若い夫婦が赤ちゃんの行方を捜していると、知人からメールが届いた。「情報があれば教えてほしい」丸々とした赤ちゃんの写真も添付されていた。大地震から一週間が過ぎていた。

共働きの若い夫婦は、海近くに住むおばあちゃんに赤ちゃんを預けていた。津波で家が流され、赤ちゃんとおばあちゃんの行方も分からなくなってしまった。行ける限りの避難所を探し、少し経つとあきらめて遺体安置所をまわった。でも、どこにもいない。すがるような思いで知人に送ったメールが私に転送されてきた。

絶望と、わずかな希望の間で苦しむ夫婦の切実なメッセージに、胸が締め付けられた。でも、私には何もできなかった。瓦礫をかき分けて赤ちゃんを探すことも、名前しか知らない夫婦の話を聞いてあげることも。
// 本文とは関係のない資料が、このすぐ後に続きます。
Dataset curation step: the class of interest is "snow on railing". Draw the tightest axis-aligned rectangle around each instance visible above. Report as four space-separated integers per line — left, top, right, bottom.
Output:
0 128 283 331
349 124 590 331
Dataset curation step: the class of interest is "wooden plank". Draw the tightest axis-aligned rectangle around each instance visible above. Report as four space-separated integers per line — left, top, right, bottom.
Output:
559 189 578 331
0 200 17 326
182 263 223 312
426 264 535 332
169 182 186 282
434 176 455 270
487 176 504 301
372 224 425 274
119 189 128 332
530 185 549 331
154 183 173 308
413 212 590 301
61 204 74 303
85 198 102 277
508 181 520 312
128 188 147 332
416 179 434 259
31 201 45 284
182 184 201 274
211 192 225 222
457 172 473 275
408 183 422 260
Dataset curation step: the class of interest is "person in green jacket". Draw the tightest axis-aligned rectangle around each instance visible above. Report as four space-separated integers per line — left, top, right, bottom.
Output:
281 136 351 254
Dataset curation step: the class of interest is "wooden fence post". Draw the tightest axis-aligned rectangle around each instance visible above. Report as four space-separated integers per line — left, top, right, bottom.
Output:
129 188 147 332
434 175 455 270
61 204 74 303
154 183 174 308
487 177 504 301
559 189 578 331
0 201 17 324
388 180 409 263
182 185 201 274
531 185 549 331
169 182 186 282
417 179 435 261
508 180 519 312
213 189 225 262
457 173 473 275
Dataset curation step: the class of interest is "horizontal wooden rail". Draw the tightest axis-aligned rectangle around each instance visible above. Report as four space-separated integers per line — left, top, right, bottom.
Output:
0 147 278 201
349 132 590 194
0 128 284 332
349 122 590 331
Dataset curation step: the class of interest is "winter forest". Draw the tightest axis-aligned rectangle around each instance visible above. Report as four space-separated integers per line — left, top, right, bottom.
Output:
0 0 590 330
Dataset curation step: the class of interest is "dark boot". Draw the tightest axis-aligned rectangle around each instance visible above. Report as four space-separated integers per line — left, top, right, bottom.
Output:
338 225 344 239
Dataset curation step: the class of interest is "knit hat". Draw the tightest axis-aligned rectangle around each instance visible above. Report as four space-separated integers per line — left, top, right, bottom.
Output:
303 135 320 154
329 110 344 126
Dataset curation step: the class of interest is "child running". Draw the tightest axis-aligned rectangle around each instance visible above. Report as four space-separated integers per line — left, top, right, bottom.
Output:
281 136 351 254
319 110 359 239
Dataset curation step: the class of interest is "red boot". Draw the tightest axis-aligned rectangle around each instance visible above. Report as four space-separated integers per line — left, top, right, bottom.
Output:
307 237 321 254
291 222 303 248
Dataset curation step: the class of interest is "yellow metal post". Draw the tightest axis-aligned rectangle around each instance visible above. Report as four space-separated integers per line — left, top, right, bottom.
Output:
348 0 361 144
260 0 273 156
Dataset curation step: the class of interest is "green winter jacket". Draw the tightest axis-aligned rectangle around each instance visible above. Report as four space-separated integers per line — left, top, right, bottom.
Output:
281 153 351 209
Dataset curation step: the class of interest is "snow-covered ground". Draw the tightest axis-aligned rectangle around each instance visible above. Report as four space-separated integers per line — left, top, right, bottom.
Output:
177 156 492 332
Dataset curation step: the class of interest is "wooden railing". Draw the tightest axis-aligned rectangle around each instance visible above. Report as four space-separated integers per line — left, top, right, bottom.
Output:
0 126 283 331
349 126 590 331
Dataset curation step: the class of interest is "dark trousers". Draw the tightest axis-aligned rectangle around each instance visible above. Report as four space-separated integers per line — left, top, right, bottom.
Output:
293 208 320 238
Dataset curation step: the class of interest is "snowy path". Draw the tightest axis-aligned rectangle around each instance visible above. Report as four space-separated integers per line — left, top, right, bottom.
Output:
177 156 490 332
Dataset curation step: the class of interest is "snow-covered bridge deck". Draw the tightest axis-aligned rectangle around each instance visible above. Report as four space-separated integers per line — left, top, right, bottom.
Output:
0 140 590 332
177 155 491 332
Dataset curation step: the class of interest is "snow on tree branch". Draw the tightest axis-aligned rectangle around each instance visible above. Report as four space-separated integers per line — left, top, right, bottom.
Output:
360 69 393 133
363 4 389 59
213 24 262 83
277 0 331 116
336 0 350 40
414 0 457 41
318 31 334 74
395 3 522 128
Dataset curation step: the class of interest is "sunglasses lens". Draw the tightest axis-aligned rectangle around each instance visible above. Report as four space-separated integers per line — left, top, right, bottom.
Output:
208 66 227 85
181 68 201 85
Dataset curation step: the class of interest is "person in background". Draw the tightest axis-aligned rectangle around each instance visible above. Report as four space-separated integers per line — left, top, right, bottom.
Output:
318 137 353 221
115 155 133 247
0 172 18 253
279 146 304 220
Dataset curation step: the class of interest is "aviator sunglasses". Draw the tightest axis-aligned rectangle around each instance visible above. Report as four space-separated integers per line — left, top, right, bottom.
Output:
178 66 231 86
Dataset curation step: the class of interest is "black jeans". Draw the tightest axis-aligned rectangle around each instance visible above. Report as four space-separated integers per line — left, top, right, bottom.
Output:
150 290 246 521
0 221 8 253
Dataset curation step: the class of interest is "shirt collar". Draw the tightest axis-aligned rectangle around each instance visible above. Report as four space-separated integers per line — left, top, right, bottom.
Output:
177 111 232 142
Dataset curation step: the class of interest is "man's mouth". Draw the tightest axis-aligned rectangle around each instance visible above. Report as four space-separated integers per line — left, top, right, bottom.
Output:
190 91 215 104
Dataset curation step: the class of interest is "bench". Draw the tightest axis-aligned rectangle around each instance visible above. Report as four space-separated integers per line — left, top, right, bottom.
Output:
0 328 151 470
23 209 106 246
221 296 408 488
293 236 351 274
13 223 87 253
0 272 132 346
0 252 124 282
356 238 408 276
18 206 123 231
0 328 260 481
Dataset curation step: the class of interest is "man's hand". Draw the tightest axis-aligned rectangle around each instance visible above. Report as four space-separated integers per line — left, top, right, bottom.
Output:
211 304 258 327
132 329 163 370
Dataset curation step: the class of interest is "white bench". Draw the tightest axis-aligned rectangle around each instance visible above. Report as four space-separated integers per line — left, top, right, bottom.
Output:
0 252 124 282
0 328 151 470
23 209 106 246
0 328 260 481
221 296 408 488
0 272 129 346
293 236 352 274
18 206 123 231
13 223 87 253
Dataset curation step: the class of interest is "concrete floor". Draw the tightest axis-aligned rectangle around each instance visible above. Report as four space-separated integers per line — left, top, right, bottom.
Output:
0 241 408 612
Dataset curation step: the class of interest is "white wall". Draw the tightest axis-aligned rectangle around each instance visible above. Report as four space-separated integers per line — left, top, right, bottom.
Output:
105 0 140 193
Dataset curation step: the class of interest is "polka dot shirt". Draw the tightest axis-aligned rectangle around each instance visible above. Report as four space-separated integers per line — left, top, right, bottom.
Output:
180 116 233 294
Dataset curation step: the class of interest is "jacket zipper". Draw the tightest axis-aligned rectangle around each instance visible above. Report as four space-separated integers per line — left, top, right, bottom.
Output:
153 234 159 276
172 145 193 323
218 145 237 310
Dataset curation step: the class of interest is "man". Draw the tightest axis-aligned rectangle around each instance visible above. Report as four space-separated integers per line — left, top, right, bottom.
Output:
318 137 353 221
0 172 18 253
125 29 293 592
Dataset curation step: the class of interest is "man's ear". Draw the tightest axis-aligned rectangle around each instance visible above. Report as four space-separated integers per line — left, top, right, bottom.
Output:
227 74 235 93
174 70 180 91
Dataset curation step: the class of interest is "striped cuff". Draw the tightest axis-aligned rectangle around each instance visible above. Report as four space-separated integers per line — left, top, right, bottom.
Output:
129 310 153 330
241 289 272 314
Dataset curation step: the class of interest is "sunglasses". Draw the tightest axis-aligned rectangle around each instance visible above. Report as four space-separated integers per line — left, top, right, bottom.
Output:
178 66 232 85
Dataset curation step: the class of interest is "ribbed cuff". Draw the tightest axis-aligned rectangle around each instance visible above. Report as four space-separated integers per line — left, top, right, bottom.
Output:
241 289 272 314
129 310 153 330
一年経ち、二年経ち、その赤ちゃんはまだ見つかっていないと、人伝てに聞いた。

「どうせ他人事でしょ。あなたの子どもは生きている。私達の気持ちが分かるはずない。」
もしかしたら、そう言われてしまうかもしれない。でも、祈らずにはいられない。

冷たい海にのまれ、寒くて苦しかっただろうけど、それがどうか、ほんの一瞬だけでありましたように。

おばあちゃんの腕に抱かれ、暗い海でも怖くありませんでしたように。

いまは天に昇り、光に包まれた暖かい場所にいますように。

そして、絶望の淵にいるママとパパの傍で光を照らし続け、いつか二人の苦しみが癒えるよう見守ってくれますように。